---
title: Data Quality Assessment
description: The Data Quality Assessment automatically detects and often handles data quality issues such as outliers, leading or trailing zeros, target leakage, and many more.

---

# Data Quality Assessment {: #data-quality-assessment }

The Data Quality Assessment capability automatically detects and surfaces common data quality issues and, often, handles them with minimal or no action on the part of the user. The assessment not only saves time finding and addressing issues, but provides transparency into automated data processing (you can see the automated processing that has been applied). It includes a warning level to help determine issue severity.

See the associated [considerations](#feature-considerations) for important additional information.
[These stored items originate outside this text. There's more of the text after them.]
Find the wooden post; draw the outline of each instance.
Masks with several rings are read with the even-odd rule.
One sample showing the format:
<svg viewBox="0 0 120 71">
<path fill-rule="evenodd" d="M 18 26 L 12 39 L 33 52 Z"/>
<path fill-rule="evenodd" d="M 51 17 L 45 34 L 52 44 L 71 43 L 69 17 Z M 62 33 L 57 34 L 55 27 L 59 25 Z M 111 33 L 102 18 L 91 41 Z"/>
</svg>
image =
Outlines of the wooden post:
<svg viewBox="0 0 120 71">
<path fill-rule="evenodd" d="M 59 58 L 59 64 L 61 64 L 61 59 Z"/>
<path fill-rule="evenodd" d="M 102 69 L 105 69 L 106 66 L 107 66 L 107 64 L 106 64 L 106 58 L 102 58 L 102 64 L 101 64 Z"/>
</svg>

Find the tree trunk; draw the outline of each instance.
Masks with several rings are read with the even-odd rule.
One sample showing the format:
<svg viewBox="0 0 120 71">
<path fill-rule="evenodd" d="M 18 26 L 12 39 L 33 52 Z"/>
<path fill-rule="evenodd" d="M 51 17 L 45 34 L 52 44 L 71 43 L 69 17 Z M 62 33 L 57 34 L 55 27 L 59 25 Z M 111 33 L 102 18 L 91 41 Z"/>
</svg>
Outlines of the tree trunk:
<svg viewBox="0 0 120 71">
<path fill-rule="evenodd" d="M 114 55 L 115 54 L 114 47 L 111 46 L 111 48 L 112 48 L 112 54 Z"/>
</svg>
As part of [EDA1](eda-explained#eda1), DataRobot runs checks on features that don’t require date/time and/or target information. Once EDA2 starts, DataRobot runs additional checks. In the end, the following checks are run:

* [Outliers](quality-check#outliers)
* [Multicategorical format errors](quality-check#multicategorical-format-errors)
* [Inliers](quality-check#inliers)
* [Excess zeros](quality-check#excess-zeros)
* [Disguised missing values](quality-check#disguised-missing-values)
* [Target leakage](quality-check#target-leakage)
* [Missing images](quality-check#missing-images) (Visual AI projects)

Time series projects run all the baseline data quality checks as well as checks for:

* [Imputation leakage](quality-check#imputation-leakage)
* [Pre-derived lagged features](quality-check#pre-derived-lagged-feature)
* [Irregular time steps](quality-check#irregular-time-steps) (inconsistent gaps)
* [Leading or trailing zeros](quality-check#leading-or-trailing-zeros)
* [Infrequent negative values](quality-check#infrequent-negative-values)
* [New series in validation](quality-check#new-series-in-validation)

The [Visual AI project](visual-ai/index) Data Quality Assessment runs the same baseline checks and an additional missing image check:

* [Missing images](quality-check#missing-images)

Once EDA1 completes, the Data Quality Assessment appears just above the feature listing on the **Data** page.

![](images/dq-1.png)

In addition to the baseline data quality assessment, DataRobot provides additional detail for time series and Visual AI projects. Once model building completes, you can view the [Data Quality Handling Report](dq-report) for additional imputation information.

##  Overview {: #overview }

The Data Quality Assessment provides information about data quality issues that are relevant to your stage of model building. Initially run as part of EDA1 (data ingest), the results report on the **All Features** list. It runs again and updates after EDA2, displaying information for the selected feature list (or, by default, **All Features**). For checks that are not applicable to individual features (for example, Inconsistent Gaps), the report provides a general summary. Click **View Info** to view (and then **Close Info** to dismiss) the report:

![](images/dq-3.png)

Each data quality check provides issue status flags, a short description of the issue, and a recommendation message, if appropriate:

* Warning (![](images/icon-warning.png)): Attention or action required

* Informational (![](images/icon-info-dq.png)): No action required

* No issue (![](images/icon-ok.png))

Because the results are feature-list based, it is possible that if you change the selected feature list on the **Data** page, new checks will appear or current checks will disappear from the assessment. For example, if feature list `List 1` contains a feature `problem`, which contains outliers, the outliers check will show in the assessment. If you change lists to `List 2` which does not include `problem` (or any other feature with outliers), the outliers check will report "no issue" (![](images/icon-ok.png)).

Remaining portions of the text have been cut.